E a cantiga continuava com outras
quadras até o noivo se levantar e vir à porta oferecer vinho e aguardente a
todos. Esta tradição de saudar os noivos com cantigas na noite de núpcias era
comum a muitas aldeias da Beira Baixa. Acontecia também em Monte Fidalgo,
Perais, onde um amigo ou familiar do noivo ficava à porta do casal com um
cântaro de vinho para dar de beber a toda a gente que por lá passava.
Na Partida, depois do jantar da
boda no qual participavam todos os convidados do almoço, o baile continuava,
mas os noivos saíam discretamente para casa. Passado algum tempo, os rapazes
iam bater-lhes à porta e obrigavam o noivo a levantar-se e a dar-lhes de beber.
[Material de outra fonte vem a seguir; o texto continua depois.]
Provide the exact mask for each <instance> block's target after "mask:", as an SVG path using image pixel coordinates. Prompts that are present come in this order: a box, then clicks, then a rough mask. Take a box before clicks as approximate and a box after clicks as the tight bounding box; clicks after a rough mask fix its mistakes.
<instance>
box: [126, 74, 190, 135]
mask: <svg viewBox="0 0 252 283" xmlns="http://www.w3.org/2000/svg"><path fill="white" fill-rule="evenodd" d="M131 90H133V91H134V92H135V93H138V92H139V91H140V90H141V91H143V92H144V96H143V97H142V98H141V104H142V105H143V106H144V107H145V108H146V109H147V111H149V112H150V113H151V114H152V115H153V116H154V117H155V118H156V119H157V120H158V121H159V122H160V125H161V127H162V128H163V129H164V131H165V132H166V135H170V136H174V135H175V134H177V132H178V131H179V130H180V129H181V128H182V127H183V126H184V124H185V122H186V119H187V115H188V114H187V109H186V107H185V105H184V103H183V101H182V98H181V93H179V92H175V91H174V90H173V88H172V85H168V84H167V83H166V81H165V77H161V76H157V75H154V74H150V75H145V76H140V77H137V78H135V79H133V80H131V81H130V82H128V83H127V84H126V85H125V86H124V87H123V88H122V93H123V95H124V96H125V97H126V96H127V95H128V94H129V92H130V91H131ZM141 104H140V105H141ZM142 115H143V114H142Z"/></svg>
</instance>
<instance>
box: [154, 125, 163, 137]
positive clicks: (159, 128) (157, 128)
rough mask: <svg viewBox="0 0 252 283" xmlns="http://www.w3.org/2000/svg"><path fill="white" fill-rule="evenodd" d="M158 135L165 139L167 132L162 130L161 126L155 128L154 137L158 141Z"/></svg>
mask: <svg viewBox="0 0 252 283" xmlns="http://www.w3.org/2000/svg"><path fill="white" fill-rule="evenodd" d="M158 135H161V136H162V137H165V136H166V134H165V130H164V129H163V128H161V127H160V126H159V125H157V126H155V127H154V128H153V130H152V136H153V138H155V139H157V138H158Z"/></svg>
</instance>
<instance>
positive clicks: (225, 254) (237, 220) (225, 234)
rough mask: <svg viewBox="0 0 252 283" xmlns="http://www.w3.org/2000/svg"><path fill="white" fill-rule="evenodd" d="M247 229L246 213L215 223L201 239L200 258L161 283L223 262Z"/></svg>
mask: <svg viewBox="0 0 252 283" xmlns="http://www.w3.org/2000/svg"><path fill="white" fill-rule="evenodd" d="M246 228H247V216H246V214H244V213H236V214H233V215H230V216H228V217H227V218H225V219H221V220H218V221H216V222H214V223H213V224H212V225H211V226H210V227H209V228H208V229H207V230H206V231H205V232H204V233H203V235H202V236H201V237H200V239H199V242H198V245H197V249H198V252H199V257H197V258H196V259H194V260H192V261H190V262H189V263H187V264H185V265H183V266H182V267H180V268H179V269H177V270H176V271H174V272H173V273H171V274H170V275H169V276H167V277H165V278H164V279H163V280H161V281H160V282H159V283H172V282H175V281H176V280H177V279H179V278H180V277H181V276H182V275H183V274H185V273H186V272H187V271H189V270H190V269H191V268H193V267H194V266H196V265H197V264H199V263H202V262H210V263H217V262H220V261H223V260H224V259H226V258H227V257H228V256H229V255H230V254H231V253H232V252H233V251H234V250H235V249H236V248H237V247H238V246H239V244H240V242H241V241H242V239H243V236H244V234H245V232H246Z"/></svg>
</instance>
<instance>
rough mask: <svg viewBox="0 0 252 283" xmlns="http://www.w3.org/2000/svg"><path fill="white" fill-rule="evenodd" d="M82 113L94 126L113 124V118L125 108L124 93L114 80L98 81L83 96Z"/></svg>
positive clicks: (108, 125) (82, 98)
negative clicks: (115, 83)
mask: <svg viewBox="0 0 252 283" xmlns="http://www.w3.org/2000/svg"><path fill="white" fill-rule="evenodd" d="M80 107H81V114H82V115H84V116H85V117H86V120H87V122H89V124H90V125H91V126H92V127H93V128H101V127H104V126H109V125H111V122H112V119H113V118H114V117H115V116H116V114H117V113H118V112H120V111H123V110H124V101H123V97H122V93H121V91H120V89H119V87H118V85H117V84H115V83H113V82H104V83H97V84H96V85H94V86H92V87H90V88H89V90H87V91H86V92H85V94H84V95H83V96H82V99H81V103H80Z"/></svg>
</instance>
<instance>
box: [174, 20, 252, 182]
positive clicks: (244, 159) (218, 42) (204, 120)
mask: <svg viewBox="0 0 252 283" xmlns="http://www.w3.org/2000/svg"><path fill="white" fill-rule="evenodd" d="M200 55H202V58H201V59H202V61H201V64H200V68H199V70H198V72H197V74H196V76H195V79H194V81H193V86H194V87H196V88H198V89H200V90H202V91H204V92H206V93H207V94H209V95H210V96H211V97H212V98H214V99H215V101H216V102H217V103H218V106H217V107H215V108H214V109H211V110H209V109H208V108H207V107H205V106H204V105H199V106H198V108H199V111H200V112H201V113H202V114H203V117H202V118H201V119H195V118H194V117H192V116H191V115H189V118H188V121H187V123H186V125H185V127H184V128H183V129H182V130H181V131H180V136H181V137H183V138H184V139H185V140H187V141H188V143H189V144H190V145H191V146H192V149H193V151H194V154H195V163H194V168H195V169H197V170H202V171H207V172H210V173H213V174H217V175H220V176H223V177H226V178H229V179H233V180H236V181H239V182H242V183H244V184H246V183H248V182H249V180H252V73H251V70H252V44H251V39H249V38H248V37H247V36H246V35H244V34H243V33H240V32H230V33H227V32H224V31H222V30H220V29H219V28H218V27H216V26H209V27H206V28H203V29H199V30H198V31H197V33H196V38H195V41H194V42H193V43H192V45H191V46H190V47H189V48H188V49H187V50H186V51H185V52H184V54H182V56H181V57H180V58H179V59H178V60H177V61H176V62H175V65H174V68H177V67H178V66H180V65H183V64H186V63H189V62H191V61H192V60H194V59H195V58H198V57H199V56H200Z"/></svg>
Como já se sabia que isto ia acontecer, o vinho e alguns doces já estavam
preparados de forma a despachar os intrusos o mais depressa possível.
Na festa do São João, no
Rosmaninhal, o vinho e os tremoços, oferecidos pelo alferes (mordomo) eram
distribuídos em abundância a todos os participantes, da terra ou de fora, ao
longo dos dias que a festa durava. Um dos mais curiosos acontecia durante as
cavalhadas (cortejo de cavaleiros que percorria as ruas principais): durante o
percurso distribuíam-se tremoços, broas de mel e vinho que era transportado
numa grande caldeira onde se mergulhava um copo com asa, e por onde bebia toda
a gente.
A maior parte destas tradições, e tantas outras que
ao longo do tempo animaram a cultura popular, têm vindo a perder-se com os
anos. Felizmente que tem havido quem se dê ao trabalho de recolher e registar
algumas dessas práticas para que não se percam também da memória. Foi o caso de
Jaime Lopes Dias com o livro Tradições e
Costumes da Beira Baixa, e também Luís Leitão com a monografia Partida onde fui buscar alguma da
informação que aqui deixei.
Sobre o vinho resta-nos a consolação de, graças à
introdução de novas castas, melhores processos de cultivo e produção e ao
trabalho dos enólogos termos disponíveis uma variedade grande de vinhos, e cada
vez de maior qualidade. Assim haja oportunidades de irmos confraternizando!